Most of the time, Vibol likes drawing “Kbach” – a Khmer traditional ornament – as he is tremendously inspired by old canvas and painting in pagodas from the French colonial period. He was also inspired by sculptures of “Kbach” at the National Museum.
“There are four forms of ‘Kbach’ – there’s vine (soil), flame (fire), Angkor (wind) and Phnhi Tes (water). All represent the four elements of the Earth. My favourite is Phnhi Tes. And I believe my soul is connected to water element.”
At present, Vibol pays his bills and feeds his family from his earnings in his metal art. But he knows that his art isn’t a stable financial source.
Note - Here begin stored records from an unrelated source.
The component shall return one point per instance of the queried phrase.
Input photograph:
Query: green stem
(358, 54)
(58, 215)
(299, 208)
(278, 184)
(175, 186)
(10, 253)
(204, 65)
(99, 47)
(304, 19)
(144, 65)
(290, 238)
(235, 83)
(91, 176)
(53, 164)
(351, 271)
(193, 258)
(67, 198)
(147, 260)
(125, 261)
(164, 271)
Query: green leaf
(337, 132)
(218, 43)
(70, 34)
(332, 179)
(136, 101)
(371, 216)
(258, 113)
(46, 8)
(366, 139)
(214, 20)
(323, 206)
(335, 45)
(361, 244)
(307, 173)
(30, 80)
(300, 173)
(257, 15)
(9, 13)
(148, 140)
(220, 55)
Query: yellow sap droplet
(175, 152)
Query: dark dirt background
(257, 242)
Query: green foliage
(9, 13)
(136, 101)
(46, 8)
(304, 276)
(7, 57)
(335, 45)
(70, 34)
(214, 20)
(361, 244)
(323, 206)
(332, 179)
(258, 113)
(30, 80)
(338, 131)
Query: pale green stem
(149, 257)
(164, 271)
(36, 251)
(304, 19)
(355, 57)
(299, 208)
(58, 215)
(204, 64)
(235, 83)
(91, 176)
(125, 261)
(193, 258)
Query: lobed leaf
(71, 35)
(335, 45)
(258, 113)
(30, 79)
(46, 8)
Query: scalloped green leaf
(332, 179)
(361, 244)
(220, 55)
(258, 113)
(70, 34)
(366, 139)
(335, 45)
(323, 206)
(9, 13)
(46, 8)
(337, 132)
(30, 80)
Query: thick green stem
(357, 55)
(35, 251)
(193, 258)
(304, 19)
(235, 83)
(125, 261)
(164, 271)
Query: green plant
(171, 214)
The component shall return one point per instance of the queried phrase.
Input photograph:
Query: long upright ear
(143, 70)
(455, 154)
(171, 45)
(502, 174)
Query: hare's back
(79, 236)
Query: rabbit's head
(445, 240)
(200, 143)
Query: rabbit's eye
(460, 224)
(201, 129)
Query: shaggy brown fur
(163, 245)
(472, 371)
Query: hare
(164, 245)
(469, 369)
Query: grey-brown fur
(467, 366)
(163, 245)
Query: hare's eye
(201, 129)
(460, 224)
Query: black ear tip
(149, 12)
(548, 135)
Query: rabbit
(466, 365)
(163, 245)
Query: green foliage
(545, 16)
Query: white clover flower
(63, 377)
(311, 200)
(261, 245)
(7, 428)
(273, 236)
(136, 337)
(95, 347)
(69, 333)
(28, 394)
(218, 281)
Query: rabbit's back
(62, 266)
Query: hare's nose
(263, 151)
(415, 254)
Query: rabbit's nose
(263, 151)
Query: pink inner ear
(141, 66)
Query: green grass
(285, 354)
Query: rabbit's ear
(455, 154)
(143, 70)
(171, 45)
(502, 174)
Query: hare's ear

In fact, he had thought of giving up the art several times before and decided to find a more secure job.
“My mother and sibling have told me to stop this since it really can’t help me survive in life. I stopped and went to Thailand twice to look for a job. But I came back here. I couldn’t really adapt to the food there, making me end up with chicken egg every day. And that wasn’t what I wanted.
“What I really want is freedom. Freedom is the core element of my life. This is why customers can’t ask me to do something for them right there and then. All the pieces I do, I pour my heart and soul into it.”
Vibol said that he decided to make his metal art his full-time work and passion after he learned more about the craft from an instructor at the Royal University of Fine Arts last year. It was also when he discovered more resources to know about “Kbach” through the research book from Reyum Publishing.
“Learning, drawing, practicing and cutting ‘Kbach’ is my greatest happiness. I can say that doing what I love is even more thrilling than eating good food. All my hardships have paid off as a lot of people now know and support my work.”
Currently, Vibol is working on Buddhist carving and Hanuman key chains for clients who got to love his works through Facebook. He carefully and accurately bends the metal to create his desired shapes. When he finishes and delivers his newest work, he knows that he didn’t just pass on his art; he is passing on Khmer art.
Vibol also aims to let his art be known by the young generation. He welcomes all those who want to learn metal sculpture with him for free.